UCSF

The Golgi reassembly stacking proteins (GRASPs) have fascinated the scientific community due to their myriad functions throughout the cell. While originally identified as required factors for in vitro stacking of Golgi cisternae,1,2 GRASPs have also been implicated in autophagy and linked to the ER-Golgi interface, although the underlying mechanisms and biological significance have not been fully delineated.

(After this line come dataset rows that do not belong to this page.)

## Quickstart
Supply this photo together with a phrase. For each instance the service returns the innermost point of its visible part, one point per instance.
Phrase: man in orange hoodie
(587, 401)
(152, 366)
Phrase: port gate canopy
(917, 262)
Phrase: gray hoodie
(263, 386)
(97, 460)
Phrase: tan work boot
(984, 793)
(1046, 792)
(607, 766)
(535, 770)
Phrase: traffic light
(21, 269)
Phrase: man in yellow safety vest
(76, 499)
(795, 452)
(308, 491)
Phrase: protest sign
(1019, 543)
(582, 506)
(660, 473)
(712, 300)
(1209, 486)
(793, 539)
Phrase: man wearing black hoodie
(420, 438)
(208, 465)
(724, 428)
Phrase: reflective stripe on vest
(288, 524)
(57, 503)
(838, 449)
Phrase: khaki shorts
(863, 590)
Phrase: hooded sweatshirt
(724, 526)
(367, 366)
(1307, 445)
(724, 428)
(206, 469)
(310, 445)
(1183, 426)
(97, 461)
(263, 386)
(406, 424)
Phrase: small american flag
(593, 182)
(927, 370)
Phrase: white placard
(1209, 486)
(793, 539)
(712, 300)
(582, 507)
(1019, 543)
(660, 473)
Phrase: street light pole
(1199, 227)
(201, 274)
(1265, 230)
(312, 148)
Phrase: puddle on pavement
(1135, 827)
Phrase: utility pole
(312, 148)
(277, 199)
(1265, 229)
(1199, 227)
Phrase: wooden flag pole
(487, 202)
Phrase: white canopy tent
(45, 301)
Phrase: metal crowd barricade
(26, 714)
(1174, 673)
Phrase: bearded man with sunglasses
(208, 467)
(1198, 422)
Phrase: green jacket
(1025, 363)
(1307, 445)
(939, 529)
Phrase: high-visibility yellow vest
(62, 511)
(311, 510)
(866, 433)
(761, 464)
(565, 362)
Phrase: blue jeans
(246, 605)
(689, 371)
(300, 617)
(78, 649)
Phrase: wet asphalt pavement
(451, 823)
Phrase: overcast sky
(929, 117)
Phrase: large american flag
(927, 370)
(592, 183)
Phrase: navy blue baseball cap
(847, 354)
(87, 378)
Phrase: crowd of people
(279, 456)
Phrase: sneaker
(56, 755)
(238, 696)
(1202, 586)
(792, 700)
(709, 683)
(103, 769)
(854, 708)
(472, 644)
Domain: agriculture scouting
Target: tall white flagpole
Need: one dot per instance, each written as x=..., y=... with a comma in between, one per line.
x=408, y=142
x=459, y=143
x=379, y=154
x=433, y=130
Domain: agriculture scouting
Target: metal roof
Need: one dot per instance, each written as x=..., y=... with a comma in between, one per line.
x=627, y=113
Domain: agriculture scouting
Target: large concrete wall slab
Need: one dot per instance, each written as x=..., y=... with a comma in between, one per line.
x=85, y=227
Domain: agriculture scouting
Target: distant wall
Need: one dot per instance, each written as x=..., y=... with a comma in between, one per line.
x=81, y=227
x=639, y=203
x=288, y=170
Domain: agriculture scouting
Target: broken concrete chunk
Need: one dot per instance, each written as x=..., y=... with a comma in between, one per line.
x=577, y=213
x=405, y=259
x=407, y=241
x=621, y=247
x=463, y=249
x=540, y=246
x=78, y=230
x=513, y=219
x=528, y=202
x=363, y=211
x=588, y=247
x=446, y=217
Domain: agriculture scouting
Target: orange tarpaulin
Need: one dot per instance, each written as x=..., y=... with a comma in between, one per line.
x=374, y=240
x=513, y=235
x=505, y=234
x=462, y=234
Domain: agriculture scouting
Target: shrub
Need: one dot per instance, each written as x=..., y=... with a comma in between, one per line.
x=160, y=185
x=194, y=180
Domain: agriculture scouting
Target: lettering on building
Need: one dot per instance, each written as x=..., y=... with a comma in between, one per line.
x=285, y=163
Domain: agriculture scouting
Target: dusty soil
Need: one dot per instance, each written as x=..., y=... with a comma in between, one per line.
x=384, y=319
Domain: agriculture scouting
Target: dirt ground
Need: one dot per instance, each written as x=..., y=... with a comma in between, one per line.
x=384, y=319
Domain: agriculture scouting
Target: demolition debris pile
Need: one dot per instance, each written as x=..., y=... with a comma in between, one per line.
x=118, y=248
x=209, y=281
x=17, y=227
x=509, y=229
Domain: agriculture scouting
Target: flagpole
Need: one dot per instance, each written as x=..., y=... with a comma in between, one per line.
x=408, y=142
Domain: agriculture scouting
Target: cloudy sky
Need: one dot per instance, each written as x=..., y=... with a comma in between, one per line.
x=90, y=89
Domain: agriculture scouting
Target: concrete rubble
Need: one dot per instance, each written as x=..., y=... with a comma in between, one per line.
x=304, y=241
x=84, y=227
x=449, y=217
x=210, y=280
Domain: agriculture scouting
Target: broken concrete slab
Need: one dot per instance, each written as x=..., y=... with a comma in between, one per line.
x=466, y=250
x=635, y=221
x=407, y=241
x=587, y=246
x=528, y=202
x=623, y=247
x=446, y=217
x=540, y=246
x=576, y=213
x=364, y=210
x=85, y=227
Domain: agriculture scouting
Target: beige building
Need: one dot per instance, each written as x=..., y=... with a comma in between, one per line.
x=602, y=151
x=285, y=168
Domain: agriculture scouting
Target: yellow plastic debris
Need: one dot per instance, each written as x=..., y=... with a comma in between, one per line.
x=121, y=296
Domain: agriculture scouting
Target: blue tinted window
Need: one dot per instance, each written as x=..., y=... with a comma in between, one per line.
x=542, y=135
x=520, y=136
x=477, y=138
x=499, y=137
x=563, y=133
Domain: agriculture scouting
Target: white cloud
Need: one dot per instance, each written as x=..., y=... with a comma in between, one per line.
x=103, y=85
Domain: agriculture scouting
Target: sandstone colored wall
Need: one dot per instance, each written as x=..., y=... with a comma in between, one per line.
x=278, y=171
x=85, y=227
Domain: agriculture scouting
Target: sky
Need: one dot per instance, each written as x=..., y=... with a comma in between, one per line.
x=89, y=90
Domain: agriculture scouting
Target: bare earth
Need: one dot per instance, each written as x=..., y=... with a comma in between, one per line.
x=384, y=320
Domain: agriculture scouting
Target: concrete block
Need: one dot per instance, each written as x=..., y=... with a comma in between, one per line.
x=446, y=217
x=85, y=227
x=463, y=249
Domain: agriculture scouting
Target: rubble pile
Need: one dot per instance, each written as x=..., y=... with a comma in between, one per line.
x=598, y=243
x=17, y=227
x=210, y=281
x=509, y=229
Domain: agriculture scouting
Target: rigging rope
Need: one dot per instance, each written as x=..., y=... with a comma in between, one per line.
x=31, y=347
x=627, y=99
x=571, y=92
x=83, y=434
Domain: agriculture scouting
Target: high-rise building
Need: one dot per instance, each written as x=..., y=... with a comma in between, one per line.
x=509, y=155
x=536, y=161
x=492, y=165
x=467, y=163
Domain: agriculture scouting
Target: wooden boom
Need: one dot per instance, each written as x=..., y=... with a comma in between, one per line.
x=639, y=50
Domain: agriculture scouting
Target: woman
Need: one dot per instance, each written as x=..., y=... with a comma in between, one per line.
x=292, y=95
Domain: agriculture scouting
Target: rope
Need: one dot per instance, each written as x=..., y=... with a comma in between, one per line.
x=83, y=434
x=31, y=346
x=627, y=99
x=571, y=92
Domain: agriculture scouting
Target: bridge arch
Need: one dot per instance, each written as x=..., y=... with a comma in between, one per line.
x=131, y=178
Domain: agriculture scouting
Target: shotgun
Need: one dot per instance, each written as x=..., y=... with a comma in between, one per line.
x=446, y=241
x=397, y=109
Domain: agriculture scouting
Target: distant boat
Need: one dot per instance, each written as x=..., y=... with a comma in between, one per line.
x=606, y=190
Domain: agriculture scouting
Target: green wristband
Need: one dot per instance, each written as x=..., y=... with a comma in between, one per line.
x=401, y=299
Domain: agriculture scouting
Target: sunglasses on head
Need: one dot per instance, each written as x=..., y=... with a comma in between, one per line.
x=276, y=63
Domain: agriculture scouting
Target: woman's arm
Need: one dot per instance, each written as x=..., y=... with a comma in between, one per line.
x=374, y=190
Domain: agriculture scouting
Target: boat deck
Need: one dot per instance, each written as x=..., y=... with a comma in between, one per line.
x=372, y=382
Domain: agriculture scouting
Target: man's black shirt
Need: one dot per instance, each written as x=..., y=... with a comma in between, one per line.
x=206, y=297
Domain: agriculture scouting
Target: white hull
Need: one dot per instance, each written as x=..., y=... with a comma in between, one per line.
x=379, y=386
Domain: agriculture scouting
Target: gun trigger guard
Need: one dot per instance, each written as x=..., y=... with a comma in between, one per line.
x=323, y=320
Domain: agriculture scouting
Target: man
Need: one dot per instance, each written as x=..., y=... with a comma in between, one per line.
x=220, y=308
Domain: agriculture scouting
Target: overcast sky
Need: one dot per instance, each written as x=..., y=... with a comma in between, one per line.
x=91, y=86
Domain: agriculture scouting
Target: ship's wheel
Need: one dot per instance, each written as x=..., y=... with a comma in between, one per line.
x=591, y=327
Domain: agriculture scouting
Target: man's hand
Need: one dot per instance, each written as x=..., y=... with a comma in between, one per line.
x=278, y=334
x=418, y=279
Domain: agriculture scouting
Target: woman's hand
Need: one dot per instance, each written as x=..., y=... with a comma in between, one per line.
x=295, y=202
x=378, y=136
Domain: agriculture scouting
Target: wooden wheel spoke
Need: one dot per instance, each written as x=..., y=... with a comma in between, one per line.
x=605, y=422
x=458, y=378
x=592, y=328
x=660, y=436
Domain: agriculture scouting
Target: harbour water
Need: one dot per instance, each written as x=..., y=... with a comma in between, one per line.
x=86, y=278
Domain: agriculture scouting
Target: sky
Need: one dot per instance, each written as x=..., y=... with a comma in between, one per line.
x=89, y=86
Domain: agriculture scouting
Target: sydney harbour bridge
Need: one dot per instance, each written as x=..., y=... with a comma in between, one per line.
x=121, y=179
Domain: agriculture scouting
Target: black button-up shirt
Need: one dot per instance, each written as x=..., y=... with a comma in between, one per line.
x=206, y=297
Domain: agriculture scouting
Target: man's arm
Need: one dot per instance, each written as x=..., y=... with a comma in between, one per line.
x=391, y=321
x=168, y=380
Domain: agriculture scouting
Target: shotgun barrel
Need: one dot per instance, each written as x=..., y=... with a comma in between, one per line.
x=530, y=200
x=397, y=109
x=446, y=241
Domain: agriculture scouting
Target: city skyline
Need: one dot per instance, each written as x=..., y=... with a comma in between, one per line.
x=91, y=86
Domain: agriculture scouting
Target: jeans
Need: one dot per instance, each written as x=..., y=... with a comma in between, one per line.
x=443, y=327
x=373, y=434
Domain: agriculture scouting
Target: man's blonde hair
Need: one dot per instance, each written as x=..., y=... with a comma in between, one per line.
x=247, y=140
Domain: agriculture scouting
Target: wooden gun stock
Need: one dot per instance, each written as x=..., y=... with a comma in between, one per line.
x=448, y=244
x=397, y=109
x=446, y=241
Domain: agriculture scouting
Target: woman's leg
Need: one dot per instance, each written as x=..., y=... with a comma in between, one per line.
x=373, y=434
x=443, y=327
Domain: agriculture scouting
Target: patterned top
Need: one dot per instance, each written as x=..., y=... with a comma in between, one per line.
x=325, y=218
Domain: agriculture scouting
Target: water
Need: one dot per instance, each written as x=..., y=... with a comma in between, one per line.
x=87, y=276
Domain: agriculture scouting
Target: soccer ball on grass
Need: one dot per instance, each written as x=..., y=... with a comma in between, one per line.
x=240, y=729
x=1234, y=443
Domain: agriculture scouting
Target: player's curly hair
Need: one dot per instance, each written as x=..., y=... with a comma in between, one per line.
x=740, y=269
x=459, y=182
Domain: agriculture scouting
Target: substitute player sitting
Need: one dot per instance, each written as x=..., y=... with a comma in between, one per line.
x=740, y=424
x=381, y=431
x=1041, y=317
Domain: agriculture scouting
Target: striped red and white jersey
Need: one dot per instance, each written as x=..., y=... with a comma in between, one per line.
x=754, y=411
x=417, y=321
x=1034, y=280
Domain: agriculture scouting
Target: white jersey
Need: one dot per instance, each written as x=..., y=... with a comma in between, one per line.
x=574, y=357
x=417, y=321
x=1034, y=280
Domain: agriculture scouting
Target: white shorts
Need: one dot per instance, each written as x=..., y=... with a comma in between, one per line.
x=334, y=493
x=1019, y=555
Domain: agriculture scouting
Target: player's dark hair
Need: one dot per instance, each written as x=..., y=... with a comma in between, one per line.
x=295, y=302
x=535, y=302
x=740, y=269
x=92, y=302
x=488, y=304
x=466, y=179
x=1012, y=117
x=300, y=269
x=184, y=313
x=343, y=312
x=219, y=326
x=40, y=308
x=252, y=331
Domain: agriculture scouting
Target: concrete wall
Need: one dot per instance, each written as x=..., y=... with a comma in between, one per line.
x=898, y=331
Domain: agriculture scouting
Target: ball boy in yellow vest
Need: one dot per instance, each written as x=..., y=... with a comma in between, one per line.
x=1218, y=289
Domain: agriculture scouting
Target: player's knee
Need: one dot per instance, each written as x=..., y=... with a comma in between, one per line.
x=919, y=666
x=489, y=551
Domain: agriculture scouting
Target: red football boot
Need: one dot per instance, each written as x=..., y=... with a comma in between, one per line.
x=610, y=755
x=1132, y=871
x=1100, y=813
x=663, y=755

To better understand mammalian GRASP55, I leveraged genetic inhibition of GRASP55 and found that loss of GRASP55 was associated with both increased early-stage autophagy and impaired late-stage autophagy, suggesting that GRASP55 both inhibits and promotes autophagy at different steps. I also found that loss of GRASP55 phenocopied the effects of starvation on increasing colocalization of early secretory markers, suggesting that GRASP55 negatively regulates coalescence of the early secretory pathway. Interestingly, GRASP55 was not degraded during starvation, but the presence of GRASP55 dimers was enhanced by starvation, raising the possibility that the dimerization status of GRASP55 directs its functions in autophagy and secretory marker colocalization during starvation. Proximity-dependent biotinylation combined with mass spectrometry led us to identify a GRASP55 proximal interactome that was enriched in ER-Golgi interface proteins. Overall, these findings shed light on the intersections between GRASP55, autophagy, and the ER-Golgi interface.